After this last trip, things changed. For the first time I allowed myself to say goodbye to the old Jeb. The Jeb that had protected me, kept me safe, and sheltered the vulnerable person that was hiding inside. The old Jeb shielded me from feeling anything, that is until I lost Hayden. She broke through that shell and the pain that I was forced to go through in the grieving process allowed the real me, the me that had been hiding from the world for so long, to come out.

 

Yes, it was difficult. Yes, I felt raw and didn’t really know how to deal with “feeling feelings”. I was unpleasant to be around, I lashed out at people, and I tried to self destruct.
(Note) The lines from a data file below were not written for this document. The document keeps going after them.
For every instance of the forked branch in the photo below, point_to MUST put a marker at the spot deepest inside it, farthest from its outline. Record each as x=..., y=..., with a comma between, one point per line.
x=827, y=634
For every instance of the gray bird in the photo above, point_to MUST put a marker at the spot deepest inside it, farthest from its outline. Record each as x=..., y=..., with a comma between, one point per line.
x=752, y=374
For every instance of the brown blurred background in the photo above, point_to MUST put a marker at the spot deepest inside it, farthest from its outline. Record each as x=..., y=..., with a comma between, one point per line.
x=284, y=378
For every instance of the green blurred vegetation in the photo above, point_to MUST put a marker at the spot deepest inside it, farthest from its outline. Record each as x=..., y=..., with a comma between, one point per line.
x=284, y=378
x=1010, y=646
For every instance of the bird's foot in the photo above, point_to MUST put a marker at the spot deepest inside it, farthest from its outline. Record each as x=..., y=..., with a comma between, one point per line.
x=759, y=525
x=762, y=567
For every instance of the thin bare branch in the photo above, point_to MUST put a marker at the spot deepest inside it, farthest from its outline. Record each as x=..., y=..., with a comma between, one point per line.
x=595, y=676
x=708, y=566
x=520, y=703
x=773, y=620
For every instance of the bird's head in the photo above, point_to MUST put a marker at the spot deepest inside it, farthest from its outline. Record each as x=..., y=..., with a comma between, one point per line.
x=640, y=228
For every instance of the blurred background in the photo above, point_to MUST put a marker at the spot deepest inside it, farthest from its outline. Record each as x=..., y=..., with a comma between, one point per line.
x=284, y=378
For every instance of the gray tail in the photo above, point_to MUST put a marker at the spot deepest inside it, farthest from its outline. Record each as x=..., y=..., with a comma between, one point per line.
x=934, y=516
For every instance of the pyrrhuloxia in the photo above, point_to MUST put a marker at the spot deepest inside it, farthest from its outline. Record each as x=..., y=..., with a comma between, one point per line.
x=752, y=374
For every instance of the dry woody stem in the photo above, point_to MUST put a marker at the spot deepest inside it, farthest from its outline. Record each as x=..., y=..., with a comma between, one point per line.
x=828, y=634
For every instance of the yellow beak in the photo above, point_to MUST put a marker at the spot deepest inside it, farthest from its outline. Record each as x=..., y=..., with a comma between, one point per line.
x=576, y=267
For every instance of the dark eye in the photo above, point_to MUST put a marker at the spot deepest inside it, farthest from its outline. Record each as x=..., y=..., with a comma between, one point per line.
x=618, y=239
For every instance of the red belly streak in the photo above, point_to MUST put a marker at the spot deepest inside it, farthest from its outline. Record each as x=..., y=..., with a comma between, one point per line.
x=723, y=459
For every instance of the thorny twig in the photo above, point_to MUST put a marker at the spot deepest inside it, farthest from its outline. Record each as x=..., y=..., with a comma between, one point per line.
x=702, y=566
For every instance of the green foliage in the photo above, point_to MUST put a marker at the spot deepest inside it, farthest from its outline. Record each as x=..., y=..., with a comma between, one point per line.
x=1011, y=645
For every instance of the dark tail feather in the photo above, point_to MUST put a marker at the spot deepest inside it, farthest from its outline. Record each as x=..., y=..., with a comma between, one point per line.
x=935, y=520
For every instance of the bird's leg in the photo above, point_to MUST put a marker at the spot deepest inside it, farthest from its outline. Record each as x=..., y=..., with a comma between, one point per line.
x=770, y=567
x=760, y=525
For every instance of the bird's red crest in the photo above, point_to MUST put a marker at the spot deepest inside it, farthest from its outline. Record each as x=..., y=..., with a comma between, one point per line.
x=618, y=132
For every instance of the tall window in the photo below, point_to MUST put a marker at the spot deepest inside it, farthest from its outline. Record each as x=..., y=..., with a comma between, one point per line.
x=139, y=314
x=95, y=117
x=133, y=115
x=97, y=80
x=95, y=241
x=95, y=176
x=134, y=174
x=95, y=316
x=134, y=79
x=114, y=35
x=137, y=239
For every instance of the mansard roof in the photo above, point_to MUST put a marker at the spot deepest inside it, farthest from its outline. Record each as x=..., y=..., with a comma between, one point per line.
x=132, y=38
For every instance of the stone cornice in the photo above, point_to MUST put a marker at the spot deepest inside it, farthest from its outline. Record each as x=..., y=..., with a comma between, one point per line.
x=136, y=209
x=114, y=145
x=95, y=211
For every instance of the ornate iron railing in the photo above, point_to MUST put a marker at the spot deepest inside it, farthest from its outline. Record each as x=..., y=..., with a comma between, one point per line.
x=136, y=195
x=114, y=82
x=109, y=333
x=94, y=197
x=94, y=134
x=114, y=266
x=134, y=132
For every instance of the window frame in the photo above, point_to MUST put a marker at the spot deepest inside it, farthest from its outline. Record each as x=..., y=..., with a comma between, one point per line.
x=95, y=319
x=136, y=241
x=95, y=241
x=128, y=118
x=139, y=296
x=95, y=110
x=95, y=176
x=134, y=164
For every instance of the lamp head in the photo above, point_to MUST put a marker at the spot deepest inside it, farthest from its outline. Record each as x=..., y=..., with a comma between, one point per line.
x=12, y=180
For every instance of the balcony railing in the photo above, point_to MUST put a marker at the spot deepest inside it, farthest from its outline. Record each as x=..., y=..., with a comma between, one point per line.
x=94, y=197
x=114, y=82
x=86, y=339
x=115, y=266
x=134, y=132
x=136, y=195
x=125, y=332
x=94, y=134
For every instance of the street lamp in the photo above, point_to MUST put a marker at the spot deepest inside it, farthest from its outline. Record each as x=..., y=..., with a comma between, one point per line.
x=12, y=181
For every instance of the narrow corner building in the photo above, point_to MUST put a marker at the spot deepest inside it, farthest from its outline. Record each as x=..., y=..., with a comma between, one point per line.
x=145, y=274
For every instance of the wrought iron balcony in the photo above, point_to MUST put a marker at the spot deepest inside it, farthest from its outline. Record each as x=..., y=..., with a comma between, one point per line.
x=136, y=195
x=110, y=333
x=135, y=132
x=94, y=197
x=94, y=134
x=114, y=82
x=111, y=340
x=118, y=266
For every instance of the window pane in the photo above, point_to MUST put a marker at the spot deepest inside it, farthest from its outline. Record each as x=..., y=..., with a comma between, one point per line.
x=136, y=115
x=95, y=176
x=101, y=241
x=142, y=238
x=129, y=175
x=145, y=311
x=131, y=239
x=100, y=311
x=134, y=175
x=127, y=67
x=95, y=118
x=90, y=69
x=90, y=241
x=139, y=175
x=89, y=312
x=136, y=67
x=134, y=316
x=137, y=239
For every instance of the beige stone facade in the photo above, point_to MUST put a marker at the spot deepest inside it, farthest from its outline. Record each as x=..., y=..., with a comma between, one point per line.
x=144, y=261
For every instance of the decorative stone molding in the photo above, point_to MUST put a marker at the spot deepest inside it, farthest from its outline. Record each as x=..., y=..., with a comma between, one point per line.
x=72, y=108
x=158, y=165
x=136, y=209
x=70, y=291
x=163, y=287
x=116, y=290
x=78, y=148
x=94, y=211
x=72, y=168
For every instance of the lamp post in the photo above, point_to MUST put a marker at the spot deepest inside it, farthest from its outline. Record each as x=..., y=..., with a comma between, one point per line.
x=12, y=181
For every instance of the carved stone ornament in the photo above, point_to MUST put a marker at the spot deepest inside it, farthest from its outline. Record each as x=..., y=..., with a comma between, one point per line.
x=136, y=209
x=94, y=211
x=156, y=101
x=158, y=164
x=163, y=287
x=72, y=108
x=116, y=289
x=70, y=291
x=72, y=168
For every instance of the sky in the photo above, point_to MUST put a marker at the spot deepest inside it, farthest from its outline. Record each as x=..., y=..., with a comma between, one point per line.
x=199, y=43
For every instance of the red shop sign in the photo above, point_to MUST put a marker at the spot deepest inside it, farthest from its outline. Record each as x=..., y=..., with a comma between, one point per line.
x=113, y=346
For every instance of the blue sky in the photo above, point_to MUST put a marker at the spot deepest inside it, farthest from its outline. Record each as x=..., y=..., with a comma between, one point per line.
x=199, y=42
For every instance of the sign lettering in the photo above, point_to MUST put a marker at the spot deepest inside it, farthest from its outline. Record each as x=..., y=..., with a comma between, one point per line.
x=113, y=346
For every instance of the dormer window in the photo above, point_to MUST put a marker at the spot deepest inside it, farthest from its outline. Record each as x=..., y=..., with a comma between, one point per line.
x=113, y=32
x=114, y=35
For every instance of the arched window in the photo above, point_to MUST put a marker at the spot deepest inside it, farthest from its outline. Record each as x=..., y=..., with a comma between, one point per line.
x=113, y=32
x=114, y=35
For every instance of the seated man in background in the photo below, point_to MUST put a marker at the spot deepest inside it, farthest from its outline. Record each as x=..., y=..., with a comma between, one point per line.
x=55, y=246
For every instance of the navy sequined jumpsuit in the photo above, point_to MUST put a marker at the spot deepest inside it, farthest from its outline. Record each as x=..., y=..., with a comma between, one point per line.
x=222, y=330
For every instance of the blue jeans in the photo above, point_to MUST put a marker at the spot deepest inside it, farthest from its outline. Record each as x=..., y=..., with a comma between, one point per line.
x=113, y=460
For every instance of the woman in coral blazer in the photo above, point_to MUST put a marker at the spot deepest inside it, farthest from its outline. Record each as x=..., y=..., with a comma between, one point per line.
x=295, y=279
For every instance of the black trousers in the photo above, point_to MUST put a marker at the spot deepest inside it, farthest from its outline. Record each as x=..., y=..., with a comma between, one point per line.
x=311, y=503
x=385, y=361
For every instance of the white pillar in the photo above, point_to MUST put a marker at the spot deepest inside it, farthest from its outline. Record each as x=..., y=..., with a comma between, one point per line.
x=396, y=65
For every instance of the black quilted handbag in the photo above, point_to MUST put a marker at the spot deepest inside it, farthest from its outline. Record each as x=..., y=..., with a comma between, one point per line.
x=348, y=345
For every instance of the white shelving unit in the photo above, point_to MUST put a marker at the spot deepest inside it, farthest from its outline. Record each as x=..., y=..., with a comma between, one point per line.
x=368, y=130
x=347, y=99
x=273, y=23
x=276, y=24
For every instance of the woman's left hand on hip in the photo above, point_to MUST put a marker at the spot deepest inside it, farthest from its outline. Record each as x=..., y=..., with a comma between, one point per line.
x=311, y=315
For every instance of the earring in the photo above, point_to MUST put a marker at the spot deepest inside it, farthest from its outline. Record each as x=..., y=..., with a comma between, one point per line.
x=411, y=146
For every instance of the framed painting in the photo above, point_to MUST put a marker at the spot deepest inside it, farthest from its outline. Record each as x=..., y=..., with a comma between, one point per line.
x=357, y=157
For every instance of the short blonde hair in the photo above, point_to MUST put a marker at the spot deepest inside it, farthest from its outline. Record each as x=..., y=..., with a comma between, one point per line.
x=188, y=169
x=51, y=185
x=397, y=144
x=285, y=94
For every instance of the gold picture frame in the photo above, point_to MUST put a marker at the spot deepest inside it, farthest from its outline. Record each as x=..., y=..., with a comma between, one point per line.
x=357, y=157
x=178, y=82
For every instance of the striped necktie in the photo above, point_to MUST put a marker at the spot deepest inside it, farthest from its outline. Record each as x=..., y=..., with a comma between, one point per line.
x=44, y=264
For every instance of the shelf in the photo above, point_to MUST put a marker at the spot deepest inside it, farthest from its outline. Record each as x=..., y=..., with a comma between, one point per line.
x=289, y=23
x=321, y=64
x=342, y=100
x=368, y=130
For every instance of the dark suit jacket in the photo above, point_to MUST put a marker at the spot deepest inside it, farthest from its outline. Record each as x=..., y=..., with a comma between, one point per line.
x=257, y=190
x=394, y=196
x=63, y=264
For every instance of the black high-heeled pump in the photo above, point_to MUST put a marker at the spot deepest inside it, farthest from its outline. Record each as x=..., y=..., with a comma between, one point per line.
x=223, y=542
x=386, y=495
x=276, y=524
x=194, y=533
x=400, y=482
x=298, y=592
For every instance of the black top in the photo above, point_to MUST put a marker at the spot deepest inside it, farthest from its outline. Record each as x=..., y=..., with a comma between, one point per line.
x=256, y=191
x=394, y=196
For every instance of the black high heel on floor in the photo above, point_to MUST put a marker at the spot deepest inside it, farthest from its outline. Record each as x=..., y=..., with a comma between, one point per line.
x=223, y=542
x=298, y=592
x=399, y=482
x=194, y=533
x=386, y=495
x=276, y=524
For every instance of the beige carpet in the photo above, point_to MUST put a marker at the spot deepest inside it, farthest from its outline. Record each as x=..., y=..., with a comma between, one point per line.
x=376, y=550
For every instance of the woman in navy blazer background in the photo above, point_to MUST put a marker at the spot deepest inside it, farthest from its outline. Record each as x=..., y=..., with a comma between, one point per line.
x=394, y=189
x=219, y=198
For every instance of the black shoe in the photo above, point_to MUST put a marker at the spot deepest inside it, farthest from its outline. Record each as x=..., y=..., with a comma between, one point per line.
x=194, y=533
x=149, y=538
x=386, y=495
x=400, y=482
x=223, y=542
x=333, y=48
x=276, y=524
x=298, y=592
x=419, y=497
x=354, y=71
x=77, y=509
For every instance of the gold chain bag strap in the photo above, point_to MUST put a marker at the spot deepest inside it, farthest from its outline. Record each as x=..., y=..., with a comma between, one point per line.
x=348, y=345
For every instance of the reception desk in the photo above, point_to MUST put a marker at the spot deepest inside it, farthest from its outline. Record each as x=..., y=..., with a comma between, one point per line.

But when all of that settled I was still there, with myself, and with all of this stuff that I had never dealt with. Grief gave me time to sift through piles and piles of baggage. Grief allowed me to let go. Not just of Hayden, but of so many things that were holding me back.

 

We have all been through loss. It is a part of life. But have we really taken the time to grieve? Have we intentionally processed that loss and understood what it means to the rest of our lives? Or do we just try to move on? To avoid the pain? To bury it in alcohol or drugs or work or food?

 

Pain is real. Pain is part of life. As the old saying goes, “Pain is inevitable, suffering is optional”. We will be forced to endure pain. We can fight it, ignore it, or embrace it. Without judgement.

 

When we look at pain without judgement we start to feel it. Really feel it. It is not bad, it is not good. It just is. And it is in that being, that nothingness that our true self exists. We might only get a few glimpses of it in our lifetime but when you do you will know.

 

Much of self exploration is just an attempt to return to this state. Meditation, intense exercise, yoga, fasting, religious rituals. Yet many times we spend so much energy trying to avoid sitting with our feelings or thoughts or just ourselves that we miss out on finding out who we are.

 

Think of self-exploration as you might look at exercise or nutrition. Many times it is the most zealous client who actually has the worst chance at long term success. They come in with the most lofty goals, attempt the hardest workouts, try out the newest fad diets and burnout in a matter of weeks. Only to return to their old habits and former weight.

 

Yet, some of the most successful transformations come from those who don’t really know what they are doing. They just know they can’t continue on the same path any more. So they start a program. Maybe they hire a Coach. They do what they are told and just put one foot in front of the other. After enough meals, enough days, enough weeks, maybe even enough years they are a different person. They have changed on the outside but, more importantly, they have also changed who they are. They embrace the process. They learn to sit with themselves, and no longer allow their emotions to control their behavior. They still have them, they just don’t give in to them.

 

Try it. Try to look at your feelings a little different. Without judgement. If you are feeling sad, don’t try to figure out why, just feel. If you get angry in traffic don’t denigrate yourself for allowing your anger to manifest. Just sit with it. If you are happy, well if you are feeling happy then most definitely revel in the moment.

 

Grief has been one of the hardest lessons I have learned and it took me close to 40 years on this planet to learn it. Yet I did and it opened me up to learn an infinite number of lessons that i might never have been open to. It hurts. To really feel your heartbreak, an aching in your soul, it is not comfortable. But running away from it will only get you so far. And trying to face it and beat it will only leave you guarded and closed off from truly living. For all the life that Hayden gave me it was in death that she provided the greatest gift I could ever have hoped for. And it is in that revelation that her moniker of “Little Buddha” rings true.

 

Hayden, we miss you every day and not one goes by that we don’t think about you. It sucks to say goodbye but I am so thankful that we got that chance.